Sail(Data Engineer)
Data engineers lay the foundation for the cloud, designing and building data warehouses.
Course Description:
Learners will gain knowledge and develop hands-on experience solving real-world problems in the field of data engineering. This includes ingesting, egressing and transforming data from multiple sources using various technologies, services and tools. Learners will develop the skills needed to identify and meet data requirements of an organization by designing and implementing systems and data pipelines that manage, monitor and secure the data using the full stack of cloud services to satisfy business needs.
Learners will explore and experiment with various storage abstractions such as SQL and NoSQL databases, data lakes and data warehouses to store, transform and draw insights from data. Learners will utilise MapReduce and Spark frameworks and provision clusters on public cloud infrastructure to clean, prepare and analyze large datasets. In addition, learners will architect and develop different analytics applications and pipelines using batch, iterative and stream processing frameworks.

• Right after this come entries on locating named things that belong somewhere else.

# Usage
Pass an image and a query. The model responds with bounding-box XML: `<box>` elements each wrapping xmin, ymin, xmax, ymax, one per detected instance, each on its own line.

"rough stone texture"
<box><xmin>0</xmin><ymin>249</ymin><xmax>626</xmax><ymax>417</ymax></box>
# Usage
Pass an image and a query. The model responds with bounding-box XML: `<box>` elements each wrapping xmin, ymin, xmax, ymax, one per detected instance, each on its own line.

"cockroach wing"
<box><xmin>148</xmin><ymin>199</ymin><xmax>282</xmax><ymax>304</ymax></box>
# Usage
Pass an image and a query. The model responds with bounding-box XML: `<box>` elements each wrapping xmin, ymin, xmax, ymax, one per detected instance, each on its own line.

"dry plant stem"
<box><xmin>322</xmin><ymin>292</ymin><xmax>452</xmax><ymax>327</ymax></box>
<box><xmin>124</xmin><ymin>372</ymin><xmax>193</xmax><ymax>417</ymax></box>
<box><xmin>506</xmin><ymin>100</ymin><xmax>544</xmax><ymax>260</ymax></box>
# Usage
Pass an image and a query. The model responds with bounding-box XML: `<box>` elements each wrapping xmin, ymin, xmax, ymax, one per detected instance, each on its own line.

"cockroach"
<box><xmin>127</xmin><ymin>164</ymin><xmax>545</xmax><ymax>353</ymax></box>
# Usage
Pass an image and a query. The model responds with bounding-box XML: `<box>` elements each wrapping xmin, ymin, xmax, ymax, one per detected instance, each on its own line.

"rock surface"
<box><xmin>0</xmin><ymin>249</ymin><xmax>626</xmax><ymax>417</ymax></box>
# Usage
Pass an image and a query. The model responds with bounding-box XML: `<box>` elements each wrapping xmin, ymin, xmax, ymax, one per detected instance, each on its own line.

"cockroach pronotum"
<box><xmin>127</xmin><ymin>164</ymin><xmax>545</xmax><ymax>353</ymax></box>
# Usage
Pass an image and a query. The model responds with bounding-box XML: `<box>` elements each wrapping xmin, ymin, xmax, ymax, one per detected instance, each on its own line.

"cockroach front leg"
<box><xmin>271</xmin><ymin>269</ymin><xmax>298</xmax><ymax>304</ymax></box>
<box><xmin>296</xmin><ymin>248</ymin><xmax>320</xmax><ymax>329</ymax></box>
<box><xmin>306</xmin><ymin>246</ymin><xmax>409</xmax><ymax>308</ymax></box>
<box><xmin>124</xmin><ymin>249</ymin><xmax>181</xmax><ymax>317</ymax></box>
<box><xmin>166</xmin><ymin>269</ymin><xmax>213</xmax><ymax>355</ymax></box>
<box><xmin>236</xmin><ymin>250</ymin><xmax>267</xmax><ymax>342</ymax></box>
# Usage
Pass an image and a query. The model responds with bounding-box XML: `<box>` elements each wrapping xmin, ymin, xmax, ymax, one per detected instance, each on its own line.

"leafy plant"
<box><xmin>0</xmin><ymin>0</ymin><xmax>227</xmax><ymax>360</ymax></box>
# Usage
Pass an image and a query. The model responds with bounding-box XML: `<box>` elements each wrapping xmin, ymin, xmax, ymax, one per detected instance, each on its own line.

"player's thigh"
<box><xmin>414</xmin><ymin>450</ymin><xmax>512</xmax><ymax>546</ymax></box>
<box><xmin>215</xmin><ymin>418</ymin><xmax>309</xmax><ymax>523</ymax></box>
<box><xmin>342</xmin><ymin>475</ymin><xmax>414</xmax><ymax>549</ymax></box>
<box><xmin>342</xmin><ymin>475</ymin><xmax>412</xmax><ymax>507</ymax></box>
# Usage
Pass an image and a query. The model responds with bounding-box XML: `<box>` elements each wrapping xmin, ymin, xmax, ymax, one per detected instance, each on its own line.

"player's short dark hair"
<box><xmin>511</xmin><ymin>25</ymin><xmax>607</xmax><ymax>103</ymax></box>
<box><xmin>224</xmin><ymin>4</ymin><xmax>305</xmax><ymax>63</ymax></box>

All projects in the course utilize existing data storage and data processing technologies and services available on cloud. Specifically, learners will be exposed to real-world scenarios, infrastructure, and data. It is our goal that learners will develop the required skills needed to become a data engineer.
Prerequisites:
- Cloud Administrator
- Introduction to Computing
Duration:
- 8 weeks per quarter
- 15 weeks per semester
Learning Objectives
Learners who complete the Data Engineer course should be able to:
- Identify and suggest appropriate storage abstractions to store, transform and draw insights from data;
- Architect, orchestrate and deploy a variety of analytics applications and pipelines using batch and stream processing frameworks.
- Identify and construct useful features using well-known feature engineering methods to improve the accuracy of ML based predictors.
- Implement and automate data pipelines using cloud-based data lakes, data warehouses and workflow orchestration services to manage, monitor and secure data.